Other examples of the viewer’s bodily presence affecting and modulating media experience include Rafael Lozano-Hammer’s Surface Tension (1992),[xxiii] where the projected image of a giant eye follows the viewer as s/he walks around a room; Joachim Sauter’s ZERSEHER (1991),[xxiv] in which, using eye tracking, a digital painting is blurred wherever the user gazes upon it; and Ulrike Gabriel’s Breath (1992),[xxv] in which users can control computer-generated imagery by breathing.
No discussion of interactive media in the 90s would be complete without some mention of “Virtual Reality.”[xxvi] While VR never appealed to me very much — it seemed too much of an overreach at the time, which, as it turns out, was the indeed case — there were some experiments which were quite beautiful and inspiring: notably, Char Davies‘ Osmose (1995) and Ephémère (1998), in which viewers navigate ephemeral 3D spaces.
The flip side of Virtual Reality, Augmented Reality, was presaged by Jeffrey Shaw’s work in the early 90s. In The Virtual Museum (1991),[xxvii] Shaw created a rotating platform in the center of an empty gallery, on which sat a chair facing a television monitor. Whomever sat in the chair viewed virtual artwork hanging on the walls of a virtual recreation of the (real) gallery space, the image on the monitor panning past the virtual artwork and gallery as the platform rotated.

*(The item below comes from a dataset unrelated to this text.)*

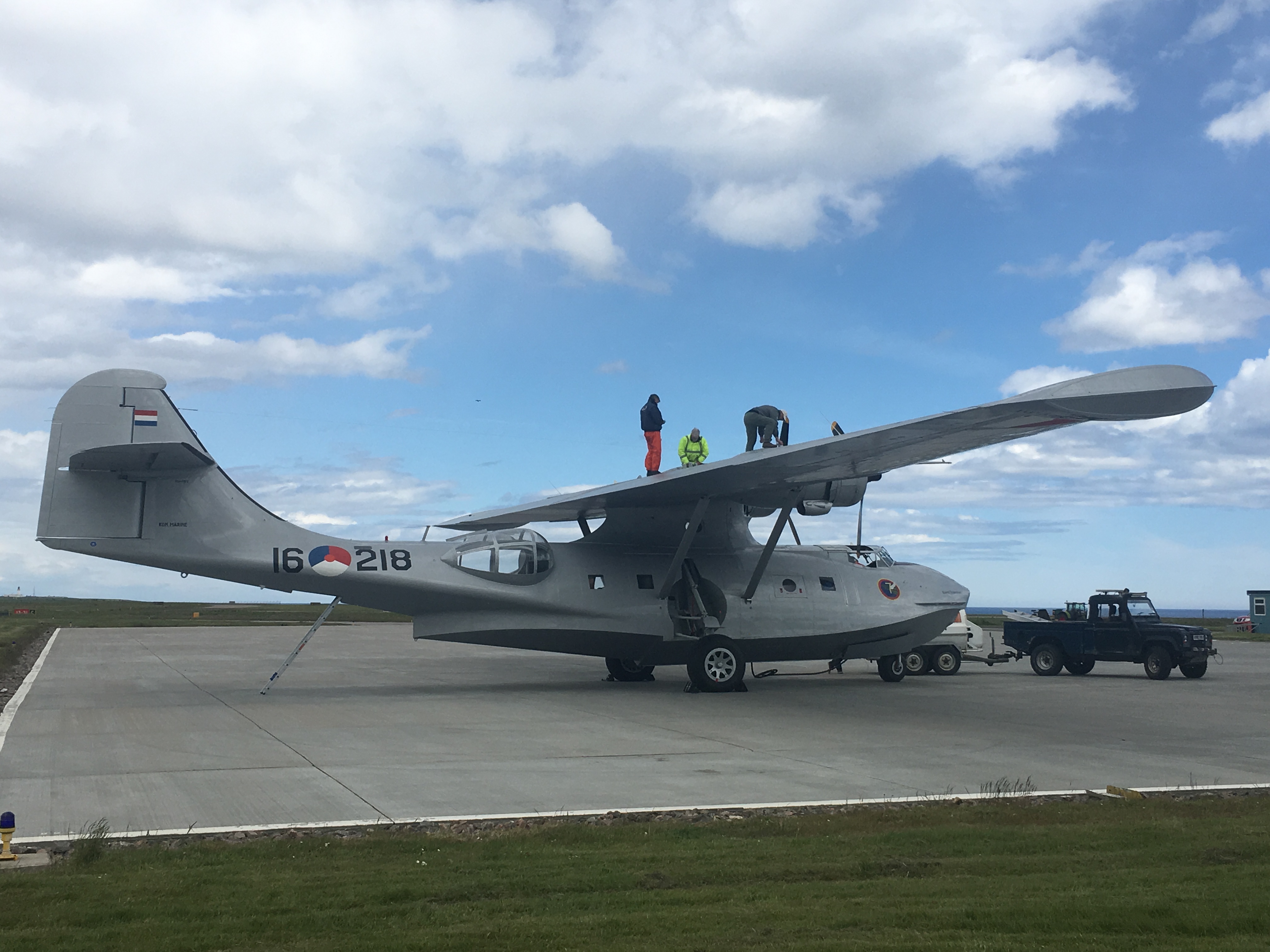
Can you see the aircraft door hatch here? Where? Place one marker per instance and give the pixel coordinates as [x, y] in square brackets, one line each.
[696, 606]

In EVE (Extended Virtual Environment),[xxviii] Shaw extended the concept of augmenting reality by placing a motion-capture helmet on a user, which controlled a robot arm on which was mounted a video projector; this whole apparatus was situated inside an inflatable dome, so that wherever the user looked, the perspective of a 3D virtual space was projected on the interior of the dome, as if the user were creating a dynamic window simply by looking around.

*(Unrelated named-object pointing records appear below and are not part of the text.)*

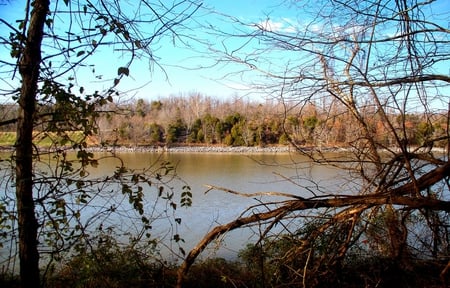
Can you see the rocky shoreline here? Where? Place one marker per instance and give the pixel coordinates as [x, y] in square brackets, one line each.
[197, 149]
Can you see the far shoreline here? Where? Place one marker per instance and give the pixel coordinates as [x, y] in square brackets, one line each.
[207, 149]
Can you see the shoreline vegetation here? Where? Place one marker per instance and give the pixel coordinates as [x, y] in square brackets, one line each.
[214, 149]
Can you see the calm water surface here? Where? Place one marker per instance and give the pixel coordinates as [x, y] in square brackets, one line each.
[242, 173]
[281, 172]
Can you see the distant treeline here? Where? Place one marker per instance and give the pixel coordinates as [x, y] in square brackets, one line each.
[199, 120]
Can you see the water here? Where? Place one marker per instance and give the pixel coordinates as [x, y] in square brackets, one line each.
[255, 173]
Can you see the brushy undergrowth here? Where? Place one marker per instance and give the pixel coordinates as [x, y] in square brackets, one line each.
[129, 268]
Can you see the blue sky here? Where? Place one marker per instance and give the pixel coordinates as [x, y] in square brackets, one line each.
[181, 64]
[215, 81]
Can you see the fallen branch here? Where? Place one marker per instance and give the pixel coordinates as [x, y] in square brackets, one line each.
[303, 204]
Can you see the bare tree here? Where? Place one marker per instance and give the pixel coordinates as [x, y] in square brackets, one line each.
[51, 49]
[379, 63]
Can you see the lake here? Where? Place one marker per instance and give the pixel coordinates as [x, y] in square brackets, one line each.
[252, 173]
[262, 172]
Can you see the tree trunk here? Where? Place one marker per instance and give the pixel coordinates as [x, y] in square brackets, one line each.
[29, 70]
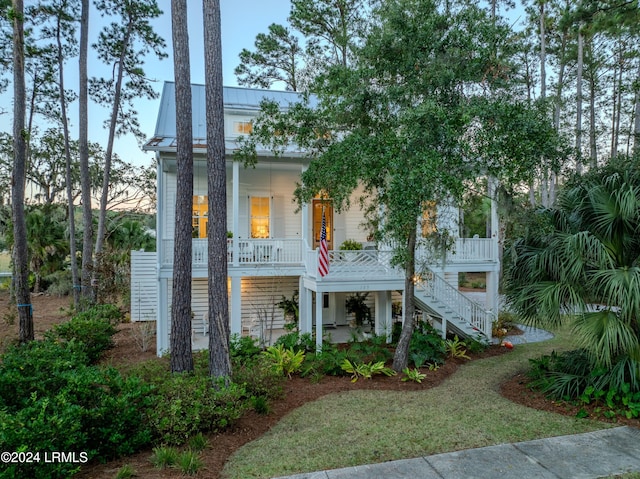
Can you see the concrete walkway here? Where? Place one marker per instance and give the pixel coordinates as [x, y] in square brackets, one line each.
[582, 456]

Looking to the Past, Looking Forward
What, if anything, can we learn by looking back at this remarkable time? Some of the experiments were noble but misguided. Others laid the groundwork for the way we experience interactive media today. But for me, there are a few virtues in particular to taking this trip down memory lane:
First, it’s to remember to remember. The past becomes the past awfully fast these days; what is brand new today becomes ever more quickly obsolete. As Laurie Anderson says, “We're hunting for information; we're starving for new equipment; we are in a personal arms race [for] memory or speed”.[xxix] We’re always looking for the next new device, the next new app, the next new service. There’s no reason to remember unless we choose to — otherwise, we’ll never enjoy the benefits of looking back! Other areas of design and art practice in our society — architecture, graphic design, film, painting, sculpture, fashion, and literature — appreciate this. The roots the experiments of the 90s have in previous art practice are evidence of this. But interactive design, by its very nature in looking forward, does not.

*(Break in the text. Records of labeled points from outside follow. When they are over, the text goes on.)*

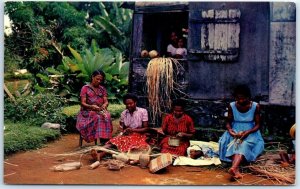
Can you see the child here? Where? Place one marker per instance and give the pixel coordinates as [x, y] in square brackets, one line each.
[242, 141]
[181, 51]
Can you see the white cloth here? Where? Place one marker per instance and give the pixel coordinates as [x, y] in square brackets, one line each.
[182, 160]
[181, 51]
[136, 119]
[196, 145]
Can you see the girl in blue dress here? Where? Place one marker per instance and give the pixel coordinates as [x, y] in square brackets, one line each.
[242, 141]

Second, the reason why things work the way they do today often stems from decisions made in the past, and looking back can inspire critical discourse about today’s technologies.[xxx] It is easy to take for granted or passively accept today’s technology landscape, ranging from client and server side technology, services (Facebook, or Apple’s app distribution framework), to platforms, and so forth; by looking at how people first reacted to concepts and technologies when they were first emerging, we can think more critically about the present.
Third — and most importantly — it’s to remember to be excited about the future. For me, to think back to the 90s, is to think back to a time when the future was wide open, and yet to be invented; a time when technology and its potential was something to be experimented with and pushed to its limit. The future is still ours to make.